In 1829 voltooide Joseph Smith met behulp van zijn schrijver, Oliver Cowdery, de vertaling van het Boek van Mormon.
Oliver, de Heer is tevreden met ons.
Nu moeten we dit geweldige boek nog publiceren.
Joseph en Oliver gingen naar Palmyra, in de staat New York, en spraken met Egbert B. Grandin, een drukker.
Wij hebben zo spoedig mogelijk vijfduizend exemplaren van dit boek nodig.
Dat kost drieduizend dollar. Omdat u zoveel exemplaren wilt en het een groot boek is, kan het meer dan een jaar duren.
Enkele maanden later begon meneer Grandin zich zorgen te maken dat Joseph niet zou betalen. Hij hield op met drukken van het Boek van Mormon tot hij daar zekerheid over had.
Ik heb een hypotheek genomen op mijn boerderij om het Boek van Mormon te drukken. Dat zou meneer Grandin een gerust gevoel moeten geven.
Dat is geweldig, Martin!
Meneer Grandin had een nieuwe drukpers die het drukken veel sneller maakte dan het eerder was geweest. Maar toch duurde het nog heel lang.
Meneer Grandin, we zijn bijna klaar, en we zijn nog maar zeven maanden bezig!
Ik begrijp niet zo goed hoe dat kan.
Zodra het Boek van Mormon gepubliceerd was, gebood de Heer Joseph om de kerk op te richten. Op 6 april 1830 kwamen ongeveer zestig mensen bijeen in het huis van Peter Whitmer sr.

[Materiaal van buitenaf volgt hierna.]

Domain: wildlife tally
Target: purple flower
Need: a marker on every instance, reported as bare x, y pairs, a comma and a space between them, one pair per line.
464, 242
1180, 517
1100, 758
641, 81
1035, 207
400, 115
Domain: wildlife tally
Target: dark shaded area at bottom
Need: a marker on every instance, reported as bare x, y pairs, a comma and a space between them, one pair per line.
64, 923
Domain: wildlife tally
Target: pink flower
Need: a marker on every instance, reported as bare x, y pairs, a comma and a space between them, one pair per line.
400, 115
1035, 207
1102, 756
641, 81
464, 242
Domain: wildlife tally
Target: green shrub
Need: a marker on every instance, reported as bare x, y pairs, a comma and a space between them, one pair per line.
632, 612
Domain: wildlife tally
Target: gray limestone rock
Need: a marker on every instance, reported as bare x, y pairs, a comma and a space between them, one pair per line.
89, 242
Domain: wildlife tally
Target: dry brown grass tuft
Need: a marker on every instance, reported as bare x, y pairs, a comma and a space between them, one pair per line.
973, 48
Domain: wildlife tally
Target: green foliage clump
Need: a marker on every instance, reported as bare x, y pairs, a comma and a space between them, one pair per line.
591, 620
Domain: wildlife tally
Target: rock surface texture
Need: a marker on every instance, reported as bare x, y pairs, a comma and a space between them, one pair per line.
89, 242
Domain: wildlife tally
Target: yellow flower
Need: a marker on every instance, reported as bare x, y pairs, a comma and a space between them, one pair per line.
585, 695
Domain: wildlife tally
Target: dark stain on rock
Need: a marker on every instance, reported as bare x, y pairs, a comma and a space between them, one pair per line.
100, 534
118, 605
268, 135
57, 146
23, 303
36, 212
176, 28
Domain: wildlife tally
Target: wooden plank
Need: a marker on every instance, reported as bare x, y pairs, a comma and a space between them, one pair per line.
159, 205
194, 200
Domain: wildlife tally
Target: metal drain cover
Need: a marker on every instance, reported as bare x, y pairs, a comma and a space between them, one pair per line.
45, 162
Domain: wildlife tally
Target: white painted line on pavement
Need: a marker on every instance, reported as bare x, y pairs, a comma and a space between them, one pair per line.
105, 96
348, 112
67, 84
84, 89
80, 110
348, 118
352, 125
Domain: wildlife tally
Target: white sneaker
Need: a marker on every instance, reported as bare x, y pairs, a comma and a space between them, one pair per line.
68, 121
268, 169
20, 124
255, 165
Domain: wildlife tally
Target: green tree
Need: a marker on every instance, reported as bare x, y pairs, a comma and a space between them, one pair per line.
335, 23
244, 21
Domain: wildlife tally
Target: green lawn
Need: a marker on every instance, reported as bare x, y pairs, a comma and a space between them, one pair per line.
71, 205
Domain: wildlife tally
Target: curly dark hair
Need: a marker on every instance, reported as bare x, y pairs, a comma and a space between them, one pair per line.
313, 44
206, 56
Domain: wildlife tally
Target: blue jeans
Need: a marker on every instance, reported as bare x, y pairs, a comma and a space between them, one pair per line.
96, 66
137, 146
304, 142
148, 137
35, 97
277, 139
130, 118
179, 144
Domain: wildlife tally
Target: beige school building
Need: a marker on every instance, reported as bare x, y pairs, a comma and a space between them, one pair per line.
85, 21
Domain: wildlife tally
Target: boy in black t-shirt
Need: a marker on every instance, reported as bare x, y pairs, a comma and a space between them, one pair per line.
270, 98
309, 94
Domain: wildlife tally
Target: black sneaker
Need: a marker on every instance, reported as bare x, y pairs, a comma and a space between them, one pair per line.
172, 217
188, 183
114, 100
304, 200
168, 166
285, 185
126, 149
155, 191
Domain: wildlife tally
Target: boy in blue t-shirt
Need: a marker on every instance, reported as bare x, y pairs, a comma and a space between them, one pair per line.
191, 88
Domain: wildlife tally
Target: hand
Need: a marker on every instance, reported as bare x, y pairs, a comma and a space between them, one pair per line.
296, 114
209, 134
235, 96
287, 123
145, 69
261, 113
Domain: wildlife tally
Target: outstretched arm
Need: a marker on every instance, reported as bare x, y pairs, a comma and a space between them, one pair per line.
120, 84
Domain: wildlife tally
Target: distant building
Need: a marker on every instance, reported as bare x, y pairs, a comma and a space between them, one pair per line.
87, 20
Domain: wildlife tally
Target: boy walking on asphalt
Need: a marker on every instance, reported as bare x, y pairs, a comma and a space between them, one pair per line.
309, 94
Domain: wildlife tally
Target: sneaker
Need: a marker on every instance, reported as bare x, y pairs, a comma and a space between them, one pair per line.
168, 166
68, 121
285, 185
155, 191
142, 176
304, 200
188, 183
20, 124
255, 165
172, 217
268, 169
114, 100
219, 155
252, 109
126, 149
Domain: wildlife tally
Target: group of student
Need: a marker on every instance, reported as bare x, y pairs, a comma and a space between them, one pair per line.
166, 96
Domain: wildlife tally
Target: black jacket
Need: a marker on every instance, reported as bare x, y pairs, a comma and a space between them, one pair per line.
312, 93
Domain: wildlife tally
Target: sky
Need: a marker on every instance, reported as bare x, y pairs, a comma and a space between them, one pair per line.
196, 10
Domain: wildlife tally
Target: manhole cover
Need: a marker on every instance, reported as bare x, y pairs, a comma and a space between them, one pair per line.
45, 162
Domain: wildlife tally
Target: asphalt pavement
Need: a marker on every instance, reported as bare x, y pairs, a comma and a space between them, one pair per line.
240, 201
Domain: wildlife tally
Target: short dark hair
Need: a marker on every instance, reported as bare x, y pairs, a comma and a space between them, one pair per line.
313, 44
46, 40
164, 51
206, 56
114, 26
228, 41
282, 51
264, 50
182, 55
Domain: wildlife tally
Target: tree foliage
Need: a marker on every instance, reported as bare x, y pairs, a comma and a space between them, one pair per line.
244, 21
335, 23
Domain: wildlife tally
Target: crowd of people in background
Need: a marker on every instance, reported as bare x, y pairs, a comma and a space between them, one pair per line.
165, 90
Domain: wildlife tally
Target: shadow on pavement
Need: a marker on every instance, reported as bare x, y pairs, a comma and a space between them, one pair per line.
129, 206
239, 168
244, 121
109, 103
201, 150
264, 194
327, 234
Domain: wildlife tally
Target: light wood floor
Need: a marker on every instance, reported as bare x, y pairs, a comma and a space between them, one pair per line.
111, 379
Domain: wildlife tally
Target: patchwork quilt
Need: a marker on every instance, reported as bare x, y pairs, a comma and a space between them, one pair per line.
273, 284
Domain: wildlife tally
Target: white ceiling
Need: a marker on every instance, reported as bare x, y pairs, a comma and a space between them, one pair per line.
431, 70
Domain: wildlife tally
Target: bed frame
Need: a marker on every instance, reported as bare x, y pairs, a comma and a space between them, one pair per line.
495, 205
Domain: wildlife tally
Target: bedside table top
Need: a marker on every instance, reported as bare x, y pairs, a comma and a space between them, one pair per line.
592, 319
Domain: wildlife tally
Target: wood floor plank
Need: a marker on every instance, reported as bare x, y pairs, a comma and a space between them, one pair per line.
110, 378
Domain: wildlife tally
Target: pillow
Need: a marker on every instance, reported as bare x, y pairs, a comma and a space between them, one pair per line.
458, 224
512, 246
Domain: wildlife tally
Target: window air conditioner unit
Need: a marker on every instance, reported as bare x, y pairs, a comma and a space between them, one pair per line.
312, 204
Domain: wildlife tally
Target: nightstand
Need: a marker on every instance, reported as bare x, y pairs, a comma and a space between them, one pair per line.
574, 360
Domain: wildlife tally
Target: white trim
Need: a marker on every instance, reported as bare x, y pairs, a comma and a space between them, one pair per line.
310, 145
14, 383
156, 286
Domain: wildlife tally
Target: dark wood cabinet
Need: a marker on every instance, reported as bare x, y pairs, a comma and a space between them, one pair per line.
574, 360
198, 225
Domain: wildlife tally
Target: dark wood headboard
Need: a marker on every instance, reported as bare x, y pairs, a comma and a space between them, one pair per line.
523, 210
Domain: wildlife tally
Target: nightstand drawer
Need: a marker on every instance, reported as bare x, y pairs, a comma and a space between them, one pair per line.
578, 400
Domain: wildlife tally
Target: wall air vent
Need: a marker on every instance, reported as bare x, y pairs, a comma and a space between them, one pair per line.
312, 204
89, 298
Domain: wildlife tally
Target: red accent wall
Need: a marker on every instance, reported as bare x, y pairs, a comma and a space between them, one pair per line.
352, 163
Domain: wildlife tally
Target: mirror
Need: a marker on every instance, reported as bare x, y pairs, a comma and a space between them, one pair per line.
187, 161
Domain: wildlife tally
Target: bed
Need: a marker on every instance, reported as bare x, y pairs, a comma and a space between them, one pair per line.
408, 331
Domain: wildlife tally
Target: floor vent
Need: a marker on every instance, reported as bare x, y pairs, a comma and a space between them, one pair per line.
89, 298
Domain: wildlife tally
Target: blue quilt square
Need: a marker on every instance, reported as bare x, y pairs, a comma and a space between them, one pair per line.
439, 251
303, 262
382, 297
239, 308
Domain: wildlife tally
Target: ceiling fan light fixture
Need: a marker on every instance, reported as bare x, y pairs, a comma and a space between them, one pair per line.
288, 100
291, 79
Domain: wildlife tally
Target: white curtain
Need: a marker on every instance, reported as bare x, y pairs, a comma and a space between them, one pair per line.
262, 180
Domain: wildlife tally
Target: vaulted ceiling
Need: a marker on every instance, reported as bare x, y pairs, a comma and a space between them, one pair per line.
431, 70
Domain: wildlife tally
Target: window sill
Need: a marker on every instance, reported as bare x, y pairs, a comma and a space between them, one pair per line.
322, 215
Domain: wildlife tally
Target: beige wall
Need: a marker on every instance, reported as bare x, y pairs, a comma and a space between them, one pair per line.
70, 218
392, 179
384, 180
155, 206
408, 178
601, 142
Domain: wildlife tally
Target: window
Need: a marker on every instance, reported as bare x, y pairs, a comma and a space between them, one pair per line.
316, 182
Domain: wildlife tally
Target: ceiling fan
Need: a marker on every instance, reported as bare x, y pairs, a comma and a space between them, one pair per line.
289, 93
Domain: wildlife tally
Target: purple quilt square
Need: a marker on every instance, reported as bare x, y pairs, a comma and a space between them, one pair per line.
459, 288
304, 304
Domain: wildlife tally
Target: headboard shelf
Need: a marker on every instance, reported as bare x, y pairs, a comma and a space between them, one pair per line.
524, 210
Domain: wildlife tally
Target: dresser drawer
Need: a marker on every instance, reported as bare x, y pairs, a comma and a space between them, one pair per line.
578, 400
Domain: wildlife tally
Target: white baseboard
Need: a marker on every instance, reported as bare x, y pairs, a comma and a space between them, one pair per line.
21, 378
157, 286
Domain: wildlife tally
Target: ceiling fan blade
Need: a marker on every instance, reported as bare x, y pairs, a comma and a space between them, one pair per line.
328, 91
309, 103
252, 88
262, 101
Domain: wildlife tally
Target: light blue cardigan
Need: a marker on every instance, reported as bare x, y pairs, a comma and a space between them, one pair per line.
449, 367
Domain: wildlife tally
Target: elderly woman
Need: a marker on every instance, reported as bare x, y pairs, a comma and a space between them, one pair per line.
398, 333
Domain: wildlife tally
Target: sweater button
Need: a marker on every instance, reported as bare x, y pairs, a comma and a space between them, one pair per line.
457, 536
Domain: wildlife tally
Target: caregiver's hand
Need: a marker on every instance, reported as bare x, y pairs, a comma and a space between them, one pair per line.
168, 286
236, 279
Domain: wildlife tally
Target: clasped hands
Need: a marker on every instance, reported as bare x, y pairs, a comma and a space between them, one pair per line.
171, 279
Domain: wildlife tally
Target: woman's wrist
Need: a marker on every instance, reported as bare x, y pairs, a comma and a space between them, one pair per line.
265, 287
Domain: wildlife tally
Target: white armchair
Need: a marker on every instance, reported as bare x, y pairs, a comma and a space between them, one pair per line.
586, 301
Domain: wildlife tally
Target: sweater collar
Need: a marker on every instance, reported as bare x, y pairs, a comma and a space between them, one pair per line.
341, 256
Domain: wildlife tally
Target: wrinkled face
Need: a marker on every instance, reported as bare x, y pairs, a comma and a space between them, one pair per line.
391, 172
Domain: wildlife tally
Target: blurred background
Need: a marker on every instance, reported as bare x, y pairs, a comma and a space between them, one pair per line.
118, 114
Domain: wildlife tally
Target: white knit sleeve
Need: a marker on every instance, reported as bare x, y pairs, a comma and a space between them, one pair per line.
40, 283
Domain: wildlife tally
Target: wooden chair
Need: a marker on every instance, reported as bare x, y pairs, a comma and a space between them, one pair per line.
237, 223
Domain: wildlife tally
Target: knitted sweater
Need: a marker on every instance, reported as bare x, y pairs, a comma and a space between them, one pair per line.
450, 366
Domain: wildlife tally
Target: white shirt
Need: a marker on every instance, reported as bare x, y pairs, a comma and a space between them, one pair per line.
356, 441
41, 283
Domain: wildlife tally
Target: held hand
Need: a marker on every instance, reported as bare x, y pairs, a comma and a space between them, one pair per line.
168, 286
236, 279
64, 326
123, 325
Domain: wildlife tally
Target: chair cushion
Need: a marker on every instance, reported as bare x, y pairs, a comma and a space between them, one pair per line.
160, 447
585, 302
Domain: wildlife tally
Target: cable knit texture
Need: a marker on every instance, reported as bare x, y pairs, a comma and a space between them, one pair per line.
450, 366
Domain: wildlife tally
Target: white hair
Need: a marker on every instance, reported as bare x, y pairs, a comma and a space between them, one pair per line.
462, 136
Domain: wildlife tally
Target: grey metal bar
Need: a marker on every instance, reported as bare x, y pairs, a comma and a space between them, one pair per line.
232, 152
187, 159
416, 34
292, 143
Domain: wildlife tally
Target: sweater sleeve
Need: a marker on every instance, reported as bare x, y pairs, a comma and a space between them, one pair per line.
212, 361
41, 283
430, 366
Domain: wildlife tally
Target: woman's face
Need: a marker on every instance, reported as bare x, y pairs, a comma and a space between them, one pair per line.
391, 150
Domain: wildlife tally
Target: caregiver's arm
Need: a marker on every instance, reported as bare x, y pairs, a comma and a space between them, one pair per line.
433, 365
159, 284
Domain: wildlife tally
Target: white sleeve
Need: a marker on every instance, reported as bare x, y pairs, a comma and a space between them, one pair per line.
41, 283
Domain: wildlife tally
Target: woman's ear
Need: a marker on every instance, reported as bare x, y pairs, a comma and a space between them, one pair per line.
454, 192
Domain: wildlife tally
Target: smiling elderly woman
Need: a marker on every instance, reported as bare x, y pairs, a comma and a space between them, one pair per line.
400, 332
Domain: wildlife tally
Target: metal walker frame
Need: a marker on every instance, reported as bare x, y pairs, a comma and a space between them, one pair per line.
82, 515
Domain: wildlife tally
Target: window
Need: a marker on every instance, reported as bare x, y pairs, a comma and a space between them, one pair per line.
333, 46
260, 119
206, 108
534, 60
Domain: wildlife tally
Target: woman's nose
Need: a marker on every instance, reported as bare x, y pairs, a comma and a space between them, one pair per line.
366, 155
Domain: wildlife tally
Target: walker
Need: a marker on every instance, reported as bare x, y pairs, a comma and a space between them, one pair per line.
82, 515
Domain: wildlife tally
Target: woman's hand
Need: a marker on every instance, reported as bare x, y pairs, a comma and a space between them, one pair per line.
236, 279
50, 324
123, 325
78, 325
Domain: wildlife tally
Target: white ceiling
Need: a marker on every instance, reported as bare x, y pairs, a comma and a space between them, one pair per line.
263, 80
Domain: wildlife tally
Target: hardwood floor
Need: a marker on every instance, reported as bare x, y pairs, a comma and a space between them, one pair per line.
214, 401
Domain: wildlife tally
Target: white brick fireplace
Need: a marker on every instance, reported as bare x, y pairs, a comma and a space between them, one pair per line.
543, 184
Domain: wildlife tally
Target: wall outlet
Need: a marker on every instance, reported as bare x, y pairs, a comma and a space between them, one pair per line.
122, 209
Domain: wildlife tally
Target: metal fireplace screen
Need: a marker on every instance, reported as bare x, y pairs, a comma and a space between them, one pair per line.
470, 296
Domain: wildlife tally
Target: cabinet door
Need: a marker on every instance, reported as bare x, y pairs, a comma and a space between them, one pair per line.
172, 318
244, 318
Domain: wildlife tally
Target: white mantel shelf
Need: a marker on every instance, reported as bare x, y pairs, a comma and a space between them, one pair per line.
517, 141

Welkom, broeders en zusters.
De leden ondersteunden Joseph als de profeet en namen van het avondmaal.
Hoewel de kerk met maar een paar leden begon, vertelde Joseph enkele broeders in Kirtland later wat haar bestemming was.
We zien hier vanavond maar een handjevol priesterschapsdragers, maar deze kerk zal Noord- en Zuid-Amerika vullen — ze zal de wereld vullen.”